Many people don’t understand why I run. Especially people close to me. Which is weird… because they’re supposed to be the people that know me the best, right? Regardless, last night I ran… I ran hard. It was my first “real” time hitting the pavement since Ragnar this past weekend (don’t worry, I’ll recap the shit out of that Relay when I have time to upload all of my pictures).
I spent most of my day at the office yesterday on the verge of tears, angry, bitter, in the office bathroom silently crying to myself. Easy to say it wasn’t a good day. So, I figured, as I usually do after TERRIBLE days, “I’ll run this out”. (Let me preface this by saying… I took a NASTY fall on the first leg of Ragnar… NASTY!! Swollen, bloody knees, excessive shin pain, ankle pain… Just incredibly yucky, however I’d be able to walk with minimal limping, so I thought I could handle a small run… BOY was I mistaken…) So I laced up my shoes, put on my SUPER cute “SweatPink” tank, and headed out the door. I have a pretty mean hill right outside of my development so the thought popped into my head… “BRF is 5 weeks out, and it’s hilly as all get out, lets do hills!!” (bad idea Stace) I start running… HARD. I’m not fast, at all, I never claim to be. On hills, I’m slower then a turtle in molasses. However, I ran my first mile of hill intervals in 9:26. (not too bad!) Especially when my most recent mile PR is 9:08. Throwing hills in there??? NOT TO FUCKING SHABBY!! Anyway… around mile 1.75, I noticed a sharp pain I didn’t like… at all. I thought I was going down… I looked at my phone and realized I was close to a mile marker and pushed even hard (thank God I was going down hill…) I finished that mile at 9:20. 9:23 average on hills for 2 miles… I’ll take it. What I WONT take is the EXCRUCIATING pain that followed… I barely made it back to my apartment. I get to the door, hands shaking, get the key in, drop everything, get to the freezer and grab two large ice packs. I make it to the front of the living room and my legs buckle… I’m on my knees. (remember that fall I mentioned previously?? YEA THAT WAS FUCKING FUN!! *tears*) I pulled myself back up and fell onto the couch. Ice packs on both legs, tears streaming down my face, grabbing the couch for dear life (like its going to somehow help me), clenching my teeth so I don’t scream out in agony.
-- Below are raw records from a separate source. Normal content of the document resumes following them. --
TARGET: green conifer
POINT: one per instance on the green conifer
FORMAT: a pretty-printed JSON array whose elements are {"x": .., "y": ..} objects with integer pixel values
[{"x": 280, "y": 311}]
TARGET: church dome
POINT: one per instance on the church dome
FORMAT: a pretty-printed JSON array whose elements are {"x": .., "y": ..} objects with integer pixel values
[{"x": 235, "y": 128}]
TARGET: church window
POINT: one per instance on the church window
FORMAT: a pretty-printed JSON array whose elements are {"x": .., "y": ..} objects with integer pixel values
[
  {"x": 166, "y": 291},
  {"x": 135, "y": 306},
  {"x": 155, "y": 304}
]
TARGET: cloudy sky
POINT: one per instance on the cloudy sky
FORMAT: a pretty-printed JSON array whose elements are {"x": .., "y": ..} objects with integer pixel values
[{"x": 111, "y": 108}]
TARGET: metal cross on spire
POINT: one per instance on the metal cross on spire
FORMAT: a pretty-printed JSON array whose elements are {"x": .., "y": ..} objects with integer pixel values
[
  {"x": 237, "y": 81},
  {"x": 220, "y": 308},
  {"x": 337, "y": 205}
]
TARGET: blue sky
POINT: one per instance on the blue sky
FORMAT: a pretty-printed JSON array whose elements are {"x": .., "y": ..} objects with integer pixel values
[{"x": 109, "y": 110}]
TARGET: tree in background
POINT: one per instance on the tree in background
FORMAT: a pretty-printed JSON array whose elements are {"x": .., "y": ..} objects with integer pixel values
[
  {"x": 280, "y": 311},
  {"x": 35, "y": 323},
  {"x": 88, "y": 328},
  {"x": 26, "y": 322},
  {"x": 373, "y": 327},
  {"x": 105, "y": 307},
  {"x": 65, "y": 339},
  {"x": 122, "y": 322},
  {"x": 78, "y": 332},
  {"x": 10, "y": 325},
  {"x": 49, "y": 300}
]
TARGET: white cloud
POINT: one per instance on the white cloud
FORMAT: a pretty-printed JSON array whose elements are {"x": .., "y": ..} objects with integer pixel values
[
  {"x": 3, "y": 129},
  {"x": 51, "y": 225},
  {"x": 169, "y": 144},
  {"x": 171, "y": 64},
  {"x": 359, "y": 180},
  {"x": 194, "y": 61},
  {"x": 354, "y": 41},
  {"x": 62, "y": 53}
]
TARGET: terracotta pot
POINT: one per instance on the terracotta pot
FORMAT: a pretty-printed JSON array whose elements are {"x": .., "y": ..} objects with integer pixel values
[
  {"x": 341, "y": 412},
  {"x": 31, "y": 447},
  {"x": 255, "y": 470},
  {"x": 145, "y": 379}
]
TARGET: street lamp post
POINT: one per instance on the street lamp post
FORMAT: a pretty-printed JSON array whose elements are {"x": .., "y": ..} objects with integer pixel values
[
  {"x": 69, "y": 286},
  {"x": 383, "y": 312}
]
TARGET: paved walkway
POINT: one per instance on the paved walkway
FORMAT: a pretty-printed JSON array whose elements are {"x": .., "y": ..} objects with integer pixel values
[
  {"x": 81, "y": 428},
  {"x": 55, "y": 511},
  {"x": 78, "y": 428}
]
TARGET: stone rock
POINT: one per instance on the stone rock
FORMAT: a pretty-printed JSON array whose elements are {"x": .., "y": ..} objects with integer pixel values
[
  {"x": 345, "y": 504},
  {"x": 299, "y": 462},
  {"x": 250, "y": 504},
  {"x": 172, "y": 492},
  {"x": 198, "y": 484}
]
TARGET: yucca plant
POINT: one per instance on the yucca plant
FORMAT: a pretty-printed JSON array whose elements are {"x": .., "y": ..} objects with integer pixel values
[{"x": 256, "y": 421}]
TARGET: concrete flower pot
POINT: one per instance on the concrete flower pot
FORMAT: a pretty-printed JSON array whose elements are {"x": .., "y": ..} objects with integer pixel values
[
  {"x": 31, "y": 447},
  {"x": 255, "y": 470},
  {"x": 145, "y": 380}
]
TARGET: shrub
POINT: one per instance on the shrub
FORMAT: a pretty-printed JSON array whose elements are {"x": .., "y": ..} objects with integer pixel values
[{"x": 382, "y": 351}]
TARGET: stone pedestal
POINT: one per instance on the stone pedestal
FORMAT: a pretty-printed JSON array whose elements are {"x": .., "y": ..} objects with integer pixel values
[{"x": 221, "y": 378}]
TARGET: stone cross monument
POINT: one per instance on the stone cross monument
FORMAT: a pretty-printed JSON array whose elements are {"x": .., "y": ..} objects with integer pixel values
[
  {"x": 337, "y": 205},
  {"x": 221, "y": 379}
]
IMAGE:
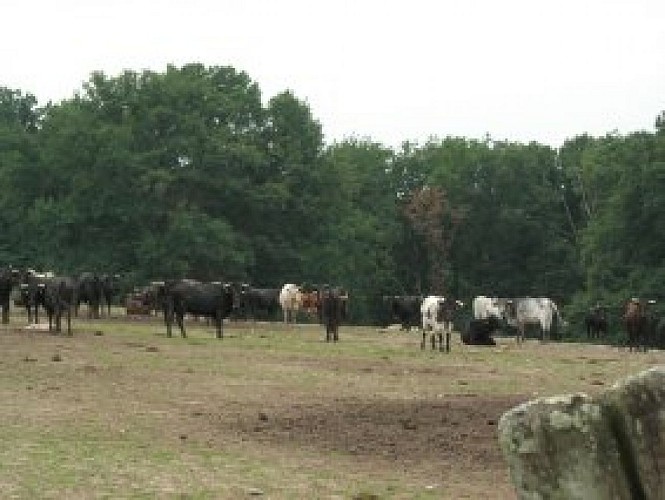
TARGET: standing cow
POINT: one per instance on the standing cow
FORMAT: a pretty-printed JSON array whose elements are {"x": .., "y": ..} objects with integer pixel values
[
  {"x": 109, "y": 289},
  {"x": 290, "y": 298},
  {"x": 89, "y": 292},
  {"x": 488, "y": 307},
  {"x": 256, "y": 302},
  {"x": 438, "y": 314},
  {"x": 539, "y": 311},
  {"x": 9, "y": 278},
  {"x": 404, "y": 309},
  {"x": 213, "y": 300},
  {"x": 596, "y": 323},
  {"x": 32, "y": 294},
  {"x": 333, "y": 311},
  {"x": 60, "y": 299},
  {"x": 636, "y": 322}
]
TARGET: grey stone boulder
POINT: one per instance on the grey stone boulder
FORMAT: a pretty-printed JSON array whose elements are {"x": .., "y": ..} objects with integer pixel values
[
  {"x": 635, "y": 408},
  {"x": 611, "y": 446}
]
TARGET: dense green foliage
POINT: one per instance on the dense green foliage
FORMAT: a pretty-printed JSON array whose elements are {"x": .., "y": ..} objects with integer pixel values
[{"x": 188, "y": 173}]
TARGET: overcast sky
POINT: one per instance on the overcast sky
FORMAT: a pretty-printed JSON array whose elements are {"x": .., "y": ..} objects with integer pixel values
[{"x": 387, "y": 70}]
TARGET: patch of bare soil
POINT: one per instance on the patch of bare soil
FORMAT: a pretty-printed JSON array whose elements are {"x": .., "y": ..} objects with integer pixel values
[
  {"x": 452, "y": 435},
  {"x": 412, "y": 431}
]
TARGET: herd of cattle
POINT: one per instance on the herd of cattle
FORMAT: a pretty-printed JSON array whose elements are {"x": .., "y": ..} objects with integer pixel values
[
  {"x": 60, "y": 297},
  {"x": 643, "y": 326}
]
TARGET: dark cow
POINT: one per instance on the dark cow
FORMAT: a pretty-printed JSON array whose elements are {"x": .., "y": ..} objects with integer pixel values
[
  {"x": 89, "y": 292},
  {"x": 596, "y": 323},
  {"x": 404, "y": 309},
  {"x": 255, "y": 302},
  {"x": 635, "y": 321},
  {"x": 213, "y": 300},
  {"x": 141, "y": 301},
  {"x": 310, "y": 301},
  {"x": 334, "y": 310},
  {"x": 9, "y": 278},
  {"x": 109, "y": 289},
  {"x": 479, "y": 331},
  {"x": 31, "y": 293},
  {"x": 438, "y": 315},
  {"x": 60, "y": 298}
]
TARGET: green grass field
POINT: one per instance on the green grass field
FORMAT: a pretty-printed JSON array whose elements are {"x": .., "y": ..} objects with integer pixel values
[{"x": 120, "y": 411}]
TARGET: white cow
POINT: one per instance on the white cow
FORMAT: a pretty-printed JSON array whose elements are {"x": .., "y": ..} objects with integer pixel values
[
  {"x": 532, "y": 310},
  {"x": 488, "y": 307},
  {"x": 290, "y": 298},
  {"x": 437, "y": 318}
]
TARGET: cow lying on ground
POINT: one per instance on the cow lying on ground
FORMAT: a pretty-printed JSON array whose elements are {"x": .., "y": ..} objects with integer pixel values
[{"x": 479, "y": 331}]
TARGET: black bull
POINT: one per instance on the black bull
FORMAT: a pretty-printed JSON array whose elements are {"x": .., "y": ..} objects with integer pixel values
[
  {"x": 59, "y": 299},
  {"x": 257, "y": 301},
  {"x": 334, "y": 304},
  {"x": 213, "y": 300},
  {"x": 405, "y": 309}
]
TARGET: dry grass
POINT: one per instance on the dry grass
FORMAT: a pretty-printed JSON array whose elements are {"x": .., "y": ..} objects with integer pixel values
[{"x": 119, "y": 410}]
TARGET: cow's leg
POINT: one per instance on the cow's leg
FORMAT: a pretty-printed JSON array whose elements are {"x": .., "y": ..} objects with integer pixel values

The first things running through my head:
- Stress fracture?
- What if I can’t run anymore?
- My marathon is 5 weeks away?
- Oh shit, I’m going to throw up
- I might pass out….
- FUCK THIS HURTS!!!!
- I need water… and no one is here to help me
- I can’t stop crying long enough to pick up the phone….
- WHY DID I RUN TODAY
- FUCK FUCK FUCK FUCK!!!!!
I’ve felt pain… I have a high pain tolerance. This wasn’t pussy “oh, I have a boo-boo” pain. I thought I broke something. I was petrified. Running is my therapy. I was speaking to someone recently who asked me why I run so much… I responded as honestly as I could; “Running saved my life”. When you suffer from depression, you need an out… a way to escape (even if briefly) from the hell that you experience everyday. (If you don’t have depression, or don’t understand depression, don’t comment or judge… you.don’t.get.it.) Running is my out. If I lose it, I don’t know where to go from there.
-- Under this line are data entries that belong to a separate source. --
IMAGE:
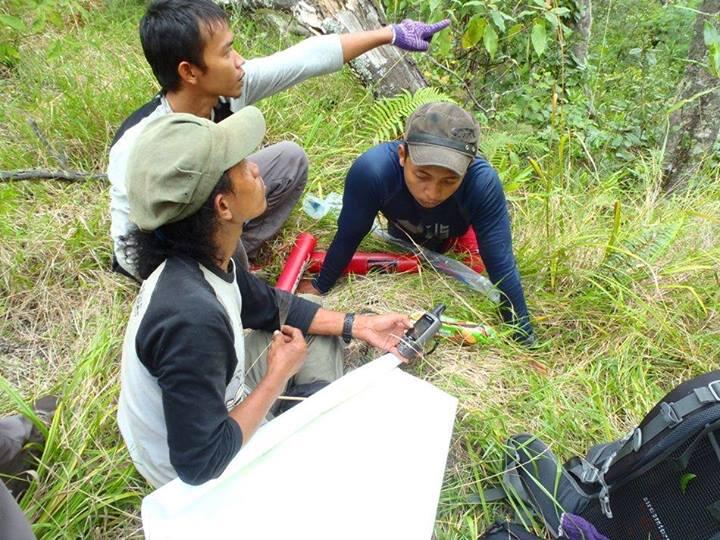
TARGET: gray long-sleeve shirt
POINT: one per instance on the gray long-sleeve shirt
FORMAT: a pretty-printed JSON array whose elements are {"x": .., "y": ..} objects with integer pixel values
[{"x": 264, "y": 77}]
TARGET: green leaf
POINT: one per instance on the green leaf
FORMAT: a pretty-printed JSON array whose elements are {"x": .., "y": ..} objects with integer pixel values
[
  {"x": 715, "y": 61},
  {"x": 538, "y": 37},
  {"x": 711, "y": 35},
  {"x": 498, "y": 20},
  {"x": 474, "y": 32},
  {"x": 13, "y": 22},
  {"x": 515, "y": 29},
  {"x": 490, "y": 40},
  {"x": 685, "y": 479}
]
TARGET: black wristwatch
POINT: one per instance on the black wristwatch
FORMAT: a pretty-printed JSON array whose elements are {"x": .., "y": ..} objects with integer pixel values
[{"x": 347, "y": 327}]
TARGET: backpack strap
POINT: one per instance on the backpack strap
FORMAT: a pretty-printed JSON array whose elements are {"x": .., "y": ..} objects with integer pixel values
[{"x": 671, "y": 414}]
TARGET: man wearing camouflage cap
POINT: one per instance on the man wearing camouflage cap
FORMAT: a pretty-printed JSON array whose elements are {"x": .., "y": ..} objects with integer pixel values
[
  {"x": 194, "y": 385},
  {"x": 433, "y": 189}
]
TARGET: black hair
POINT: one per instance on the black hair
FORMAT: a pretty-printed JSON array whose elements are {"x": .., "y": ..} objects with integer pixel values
[
  {"x": 190, "y": 237},
  {"x": 171, "y": 32}
]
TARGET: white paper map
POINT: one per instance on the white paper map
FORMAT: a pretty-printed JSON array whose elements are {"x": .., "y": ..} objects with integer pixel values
[{"x": 364, "y": 458}]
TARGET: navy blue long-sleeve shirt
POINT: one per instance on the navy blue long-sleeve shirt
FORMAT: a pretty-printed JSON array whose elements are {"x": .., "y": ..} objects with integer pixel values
[{"x": 375, "y": 183}]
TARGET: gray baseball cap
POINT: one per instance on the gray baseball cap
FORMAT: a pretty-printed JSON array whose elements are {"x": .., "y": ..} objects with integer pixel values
[
  {"x": 444, "y": 135},
  {"x": 178, "y": 160}
]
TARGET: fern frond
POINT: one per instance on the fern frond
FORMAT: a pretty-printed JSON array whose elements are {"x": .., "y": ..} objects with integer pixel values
[
  {"x": 386, "y": 119},
  {"x": 643, "y": 248}
]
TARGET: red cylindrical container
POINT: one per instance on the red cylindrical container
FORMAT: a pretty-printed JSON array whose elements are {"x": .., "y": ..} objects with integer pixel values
[{"x": 295, "y": 265}]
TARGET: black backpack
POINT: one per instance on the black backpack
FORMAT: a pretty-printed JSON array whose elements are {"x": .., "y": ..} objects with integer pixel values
[{"x": 661, "y": 482}]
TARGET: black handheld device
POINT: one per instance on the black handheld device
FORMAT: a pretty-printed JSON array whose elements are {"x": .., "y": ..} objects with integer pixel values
[{"x": 422, "y": 331}]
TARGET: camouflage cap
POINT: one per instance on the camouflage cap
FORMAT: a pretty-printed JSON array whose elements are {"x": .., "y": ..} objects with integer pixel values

As I lay, helpless on the couch, with my fears flashing before my eyes… I cried harder. Oh yea, the pain was cruel… almost punishing… but the fear that I wouldn’t be able to run again was worse. “What do I do now?” “Where do I go from here?” After an hour of ice and elevation, I was about to stand without my legs buckling under me. I slowly walked to my room and CAREFULLY applied compression sleeves to both of my legs. I prayed. (not something I do enough, I’ll admit) This morning, I’m walking. It hurts, but I’m walking.
I know this post is WAY less perky then most of my posts, but it’s honest. And if you know anything about me, I’m honest… especially about myself and my running. I wont say that I hope you enjoyed the post, but I hope you read it and understand a little more about me because of it.